In Black Snake Moan, Christina Ricci plays a small town nymphomaniac. Her life consists of getting wasted and having sex. One night, after her boyfriend (Justin Timberlake) ships out with the National Guard, she gets really wasted, plays topless football, has sex, and then gets the shit beat out of her and is left on the side of the road. The next morning, Sam Jackson, whose wife just ran off with his brother, finds Ricci lying in the road. Wanting to help her he takes her back to his nearby farm. After asking around town, Jackson learns that Ricci is a nympho, so he decides to “cure” her evil ways by chaining her to his radiator. Basically, half the movie consists of a half-naked Christina Ricci getting boned or struggling against the chain. Sounds like a kickass flick, right? Wrong. Director Craig Brewer ruins what could be an enjoyable exploitation film by burdening the thin plot with a litany of “issue” clichés.

So, what exactly is Black Snake Moan about? Is it a ignorantly misogynistic excuse for Christina Ricci to flash her titties? Is it an emotional drama about the effects of childhood sexual abuse? Is it about redemption through religion? Or redemption through the blues?

And which character is the focus of the movie? Is it about Christina Ricci trying to become something more than a walking vagina? Is it about Sam Jackson rediscovering his faith and his music, all while wooing the mail lady from Pee-Wee’s Playhouse? And why is Justin Timberlake such a pussy? These are all questions that are raised by Black Snake Moan, but Black Snake Moan is not a very thoughtful movie. It’s two hours of Christina Ricci running around in her underpants.

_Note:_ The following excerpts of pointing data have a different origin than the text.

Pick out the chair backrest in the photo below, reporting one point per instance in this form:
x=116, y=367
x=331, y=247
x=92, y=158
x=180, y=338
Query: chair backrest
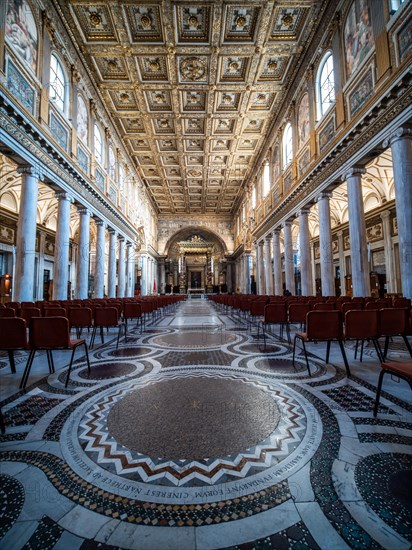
x=7, y=312
x=349, y=306
x=13, y=333
x=49, y=332
x=105, y=316
x=54, y=312
x=393, y=321
x=131, y=310
x=27, y=313
x=324, y=306
x=324, y=325
x=80, y=316
x=298, y=312
x=276, y=312
x=361, y=324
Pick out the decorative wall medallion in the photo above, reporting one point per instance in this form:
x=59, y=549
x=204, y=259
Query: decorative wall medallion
x=240, y=24
x=193, y=69
x=145, y=23
x=95, y=21
x=193, y=23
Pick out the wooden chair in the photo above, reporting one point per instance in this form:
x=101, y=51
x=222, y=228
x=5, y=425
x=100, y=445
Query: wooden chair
x=322, y=326
x=51, y=333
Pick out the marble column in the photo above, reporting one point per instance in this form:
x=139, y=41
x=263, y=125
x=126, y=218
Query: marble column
x=130, y=269
x=26, y=236
x=277, y=263
x=388, y=248
x=100, y=257
x=61, y=256
x=268, y=265
x=342, y=264
x=122, y=269
x=83, y=254
x=162, y=275
x=289, y=264
x=325, y=246
x=401, y=146
x=304, y=240
x=357, y=233
x=111, y=290
x=262, y=282
x=143, y=279
x=257, y=267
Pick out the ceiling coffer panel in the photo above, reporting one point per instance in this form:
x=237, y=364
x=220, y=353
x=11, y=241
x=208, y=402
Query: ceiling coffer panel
x=193, y=87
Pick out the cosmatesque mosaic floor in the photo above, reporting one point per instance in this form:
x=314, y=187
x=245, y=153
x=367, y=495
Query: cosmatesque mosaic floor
x=191, y=436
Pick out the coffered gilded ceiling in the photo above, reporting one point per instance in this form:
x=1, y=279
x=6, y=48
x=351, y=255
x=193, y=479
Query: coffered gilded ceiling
x=193, y=87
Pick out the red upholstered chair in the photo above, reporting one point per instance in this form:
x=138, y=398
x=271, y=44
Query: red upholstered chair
x=27, y=313
x=322, y=326
x=275, y=314
x=51, y=333
x=132, y=310
x=80, y=318
x=394, y=322
x=13, y=337
x=400, y=370
x=106, y=317
x=363, y=325
x=7, y=312
x=297, y=314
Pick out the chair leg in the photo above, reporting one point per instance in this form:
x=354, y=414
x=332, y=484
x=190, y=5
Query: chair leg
x=11, y=359
x=407, y=344
x=27, y=369
x=327, y=351
x=345, y=359
x=378, y=393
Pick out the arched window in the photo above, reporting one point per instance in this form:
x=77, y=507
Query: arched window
x=82, y=120
x=325, y=85
x=112, y=164
x=266, y=179
x=287, y=145
x=98, y=144
x=57, y=84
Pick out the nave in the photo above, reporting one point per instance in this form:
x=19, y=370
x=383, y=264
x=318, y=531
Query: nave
x=191, y=435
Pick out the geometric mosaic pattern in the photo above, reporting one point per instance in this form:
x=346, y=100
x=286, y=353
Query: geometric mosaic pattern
x=319, y=471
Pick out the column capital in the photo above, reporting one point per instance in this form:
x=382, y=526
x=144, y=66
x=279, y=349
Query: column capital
x=30, y=170
x=354, y=171
x=99, y=222
x=324, y=195
x=399, y=133
x=83, y=210
x=63, y=195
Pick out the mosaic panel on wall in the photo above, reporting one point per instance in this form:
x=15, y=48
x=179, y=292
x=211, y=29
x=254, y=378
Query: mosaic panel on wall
x=21, y=31
x=358, y=35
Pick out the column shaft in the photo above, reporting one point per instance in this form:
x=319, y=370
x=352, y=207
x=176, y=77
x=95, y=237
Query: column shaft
x=357, y=234
x=26, y=237
x=289, y=264
x=325, y=245
x=111, y=291
x=83, y=255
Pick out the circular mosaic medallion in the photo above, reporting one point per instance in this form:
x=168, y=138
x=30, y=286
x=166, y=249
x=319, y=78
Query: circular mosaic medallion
x=193, y=419
x=129, y=352
x=107, y=370
x=214, y=435
x=11, y=502
x=195, y=339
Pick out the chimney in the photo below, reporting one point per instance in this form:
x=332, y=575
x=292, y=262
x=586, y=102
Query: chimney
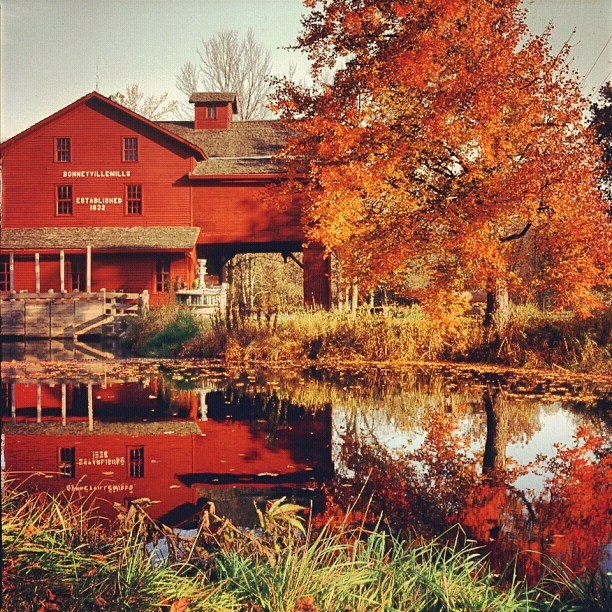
x=213, y=110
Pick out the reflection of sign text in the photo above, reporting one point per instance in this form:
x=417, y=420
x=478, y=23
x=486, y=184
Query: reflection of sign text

Black Snake Moan is nothing but a mediocre titty flick with aspirations of being some kind of serious character drama. It is a mediocre titty flick without all the things that make mediocre titty flicks so damn enjoyable. It’s Party Camp without the sophomoric sex jokes or the dynamic talents of Jewel Shepard. It’s Not of This Earth, minus the cheesy sci-fi violence and the lovely Miss Traci Lords. Even worse, it’s a mediocre titty starring a chick who’s had a breast reduction. That’s not how titty flicks are supposed to work.

Now, I know some of you will be saying, “But Shawn, Christina is so tiny, her titties would have given her back pains, like Punky Brewster.” Back pains? I get back pains from just thinking about a sexy lady willingly reducing her Morrissey-given titties. It feels like getting kicked in the back by a centaur. Not a horse. Not a mule. Not even a mountain goat. A fucking centaur. The pain that breast reductions cause me is so intense, it could only be metaphorically inflicted by a mythical creature.

Despite whatever desire you might have to see Christina Ricci’s titties, despite whatever love you have for the acting talents of Justin Timberlake, despite whatever fondness you might have for the Gibson ES-335 guitar, you should not watch Black Snake Moan. It is a disappointing waste of two hours. And really, for a movie that features a half-naked nymphomaniac, there’s really not a whole lot of nudity. It’s not worth it as a blues movie. It’s not worth it as a drama. And it’s not worth it as a titty movie. In short, Black Snake Moan is worthless. On my scale of one to five tiny heads of Sergei Eisenstein, I give Black Snake Moan the dread Evil Tiny Head of Sergei Eisenstein.